03 記憶を失ったヒトカゲ
「……」
ヒトカゲと二匹の沈黙は少しばかり続いた。
「だ……だいじょう……」
ファングが顔を覗かせ、再び声をかけようとしたその時だった。
「うわああ!!」
「ぶっ!」
突然ヒトカゲの目が大きく開いたかと思うと、驚きの声を上げてそのまま勢いよく体を起こした。あまりにも勢いが良すぎたのか、ファングの突き出たアゴにヒトカゲの頭がぶつかった。ファングはそのまま後方に一回転し、お腹から着地した。
「えっ?えっ?」
ヒトカゲは慌ててその場から立ち上がろうとするが、なかなかうまく立ち上がれなかった。その場で四つん這いになりもがくさまは、生まれたてのシキジカのようだ。それを見て、そばにいたカレンが前足でヒトカゲの背中を優しく叩いた。
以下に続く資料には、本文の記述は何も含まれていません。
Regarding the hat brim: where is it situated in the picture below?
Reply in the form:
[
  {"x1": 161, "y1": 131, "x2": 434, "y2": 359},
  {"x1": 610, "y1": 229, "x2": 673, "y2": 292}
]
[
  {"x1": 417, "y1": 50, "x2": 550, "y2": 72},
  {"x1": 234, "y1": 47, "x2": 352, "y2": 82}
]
「大丈夫よ、落ち着いて。ワタシ達は悪いポケモンじゃないわ」
その言葉を聞いて、ヒトカゲは正気を取り戻したのか、一度深呼吸をすると、その場にぺたりと座り込んだ。カレンがヒトカゲの前に歩み寄り、目を向けた。ヒトカゲの方は、まだ動揺を抑えきれないのか、しきりにあたりを見回している。二、三度ほどその行為を繰り返したあと、カレンの方を見て口を開いた。
「こ……ここは、どこ?」
「ここ?ここは、サヤカ森って場所よ。中央の大陸にある森」
「サヤカ……森……?えっと……」
ヒトカゲは口をぽかんとしていた。どうもこの場所を知らないような素振りだった。カレンは首をかしげて答えた。
「知らないの?あなた、ここに倒れていたのよ?」
「えっ?ここで?ボクが?」
「そうよ?」
ヒトカゲは両手で頭を抱え出した。その様子を不審そうに眺めるカレン、とそこへ、
「ううう……今日は痛い目にあってばっかりだよぉ……」
ヒトカゲの背後からファングが顎をさすりながら近寄ってきた。彼はカレンの横に並び、ヒトカゲの方を見た。
「で?見た感じ大丈夫そうだけど、どうなの?」
「それがね、ファング」
カレンは状況をファングに説明した。ファングが口を開く。
「それって、記憶喪失ってやつ?」
「そうなのかしら……ねぇ、あなた何か思い出せることはない?」
「ええっと……」
ヒトカゲはうなだれて考えを巡らせ始めた。しかし答えは出なかった。ヒトカゲは黙って首を横に振る。
「本当に何も?名前とかも思い出せないのか?」
「あ……えっと……名前……」
ファングが問い詰めると、ヒトカゲは再び考え込んだがやはり答えはこうだった。
「わからない……思い出せない」
「ええ〜〜ホントかよぉ〜」
「本当だよ……思い出したくても……その、頭がぼんやりして思い出せないんだ……すごくもやもやする感じで……それになんか、顔が濡れてて気持ち悪い……」
「あっ……それは……」
ファングが冷や汗を垂らした。カレンが鼻で息を吐いて彼を睨んだ。
「そう……それは気の毒ね。でも不思議ね……」
「えっ」
「今日ワタシ達は一度この道を通ってるんだけど、その時は何もいなかったのに帰りに来てみたらあなたが倒れていたから……」
カレンの発言に、ヒトカゲは困った表情を見せた。カレンもそれをすぐに察した。
「あっ、ごめんなさい!別にあなたを怪しいと思ってるわけじゃないの。ただ、本当に不思議なことがあるんだなって思って……そうね、記憶がないならこれ以上質問しても無駄よね。この話はやめにしましょ!」
ヒトカゲは空を仰いだ。空は雲一つない快晴。だがそれを見ても何も思い出せるものはない。自分は一体何なんだ……?そんなことを考えていた。
「あっ!」
カレンの高い声にヒトカゲは自然と彼女の方を向いた。
「名前といえば、ワタシ達の名前、まだ言ってなかったわね。ワタシはカレン、フシギダネのカレンよよろしくね!」
「オ、オレはワニノコのファングっていうんだ!よろしくな!!」
「あ、うんっ よろしく」
ファングも彼女に割り込むように自己紹介をした。ヒトカゲは苦笑いしながら、それに応えた。
ぐぅ〜
誰にでも分かる情けない音を出したのはヒトカゲだった。ヒトカゲは恥ずかしそうに自分のお腹を抑えた。カレンはヒトカゲに笑顔を向けた。
「あら?お腹すいてるのね?」
「う……うん……そうみたい、ボクも今気づいた」
「ちょうど良かったわ。今日ね、リンゴを採りすぎちゃって、よかったら食べる?」
そう言ってカレンは足でヒトカゲの背後に置いてある袋を指した。
「ずいぶん大きな袋だね」
ヒトカゲは真顔で言った。
「う、うん……色々事情があって……」
カレンは苦笑した。すると今度はファングが袋のそばによって言った。
「そうだ!この子にリンゴ11個食べてもらえばことは解決するんじゃない!?」
無邪気に袋を指差している。当然何も知らないヒトカゲの表情は凍りつく。
「えっ……11個も!? そんなに……食べられるかな……?」
カレンは大きく息を吐いてヒトカゲに声をかけた。
「気にしないで……ファング!!いいから、リンゴ1個だけここに持ってきてよ!!」
カレンの言葉にファングは目を細め、何やらブツブツ言いながら袋をあさりだした。そして、その中からリンゴをひとつ取り出すとそれをヒトカゲの元に丁寧に届けた。